A Different Kind of Hunger

Are you one of the millions of people today who struggle continuously to make their bodies conform to what they “should” look like? Is eating, or weight, a problem for you? It is for so many people, that I think it’s time we took a look at the problem on a different level to the individual one.

It’s all too easy to blame a problem on the people who are suffering it. On the other hand, when you are suffering it, it’s also easy to blame it on things outside your control. I personally believe the answer lies somewhere in the middle, and that the best solution lies in combining both – taking responsibility for ourselves and being aware of the bigger issues that contribute. Ignorance is anything but bliss in this case.

If you’re wondering what I’m going on about, it’s this. I firmly believe that the increasing weight problems of the western world are not just a question of a whole lot of individual people doing the wrong things. I believe that it’s symptomatic of something that we’re all missing in our lives today – and looking to replace. Unfortunately, when it’s replaced with something addictive like food, drugs, smoking or alcohol, these cause even more problems than the ones we were looking to fix in the first place.

I have spent my life fighting weight issues. The more people told me I had to do something, the worse I felt about it, and – not surprisingly – the worse it got. The more I felt down on myself for being like that, again, the worse it got. I looked back recently on some photos of myself in high school, by which time I had been well and truly convinced I was fat, and was surprised to realise I had not been very big at all. It was nothing to worry about – back then.

By worrying about it, it’s now become a much bigger issue (pardon the pun) – and that’s where all the well meaning comments and constant bombardment of messages, by media, friends and family, can go horribly astray, blowing a minor problem into a major one.

Recently, as you may be aware, I started working on my dream of giving workshops and talks on self-esteem, having finally come to the point where I felt I had learned enough on my own journey to have something real to offer others. I never expected the side benefits I got from that. On the days when I’m caught up in creating or doing work along those lines – I have no interest in food whatsoever.

It’s a huge contrast with the days when I’m busy doing things I’ve “got” to do, that I don’t really like doing. Those days I need to go for the “substance” of food to sustain me, but when I’m chasing my dream, my passion, it’s like I’m feeding off something totally different…a life energy and enthusiasm that wasn’t there before.
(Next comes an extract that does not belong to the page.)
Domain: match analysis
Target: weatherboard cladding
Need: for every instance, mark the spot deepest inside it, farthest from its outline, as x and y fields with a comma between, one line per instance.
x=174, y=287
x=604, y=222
I honestly walk around feeling full all day, even if I’ve not touched a thing! The energy just flows, and I’ve come to realise that it was this kind of feeling that I’ve been chasing all these years with food. The feeling that I’m worthwhile, and have something to offer. A basic assumption, that we should ALL believe, but one which so few people really do. Is this why we’re all chasing the comfort of food?

Sure, an individual can take action and change their life habits to push themselves against the stream and get thin, give up smoking, drugs or alcohol. It happens all the time. From what I hear, though, it is a REAL uphill struggle. From the years when I was trying to do it myself, I know that’s true – and it always seemed to me that the harder I tried (the more I worked on myself to fix the problem, in other words) the worse it got. How about you?

Now, being aware of the things I’ve been looking for in food, and aware of the messages I’ve got from our general society, it’s a lot easier. In fact, it’s hardly even an effort – on those days when I’m fulfilling those needs. On the days when I try to conform to what I “should” be doing it gets hard, but then I have a day where I’m giving a talk, running a workshop, and it all flows again. I’ve been missing something and blaming myself for not having it.

Self-fulfilment.

Why aren’t we raised with the belief that we have something special to offer? Why don’t we grow up searching for what that is and finding ways to express it? Where do we get caught up in “gotta get a job,” “gotta make a lot of money,” and start trying to find self-worth in things we have or do? That’s not where our value lies. It’s a lie in itself.

When you discover that you are special, and start sharing that specialness with the world – that, I believe, is when you start healing that hole inside. The one you’ve been trying to fill up with food, money, alcohol, whatever. It’s perfectly right and natural that you should feel it, and want to fill it – just realise that it’s not something outside that does the trick, even if it feels like it should be. That hole is the part of you that wants to feel loved, needed and appreciated – and if you’re not given that automatically by virtue of just being you, then maybe it’s time we started looking at where our society goes wrong.

We all deserve love, appreciation and expression. Our world doesn’t give that to us at the moment, but we can create it for ourselves. You can start with your own life – start expressing who you are, believing in your own value – whatever it takes, and stop looking at the symptoms as if they were the disease. Learn to believe in yourself – appreciate the unique and individual gifts you have to offer the world, and start finding ways to express them. I sincerely hope that you, like me, will be surprised at the results!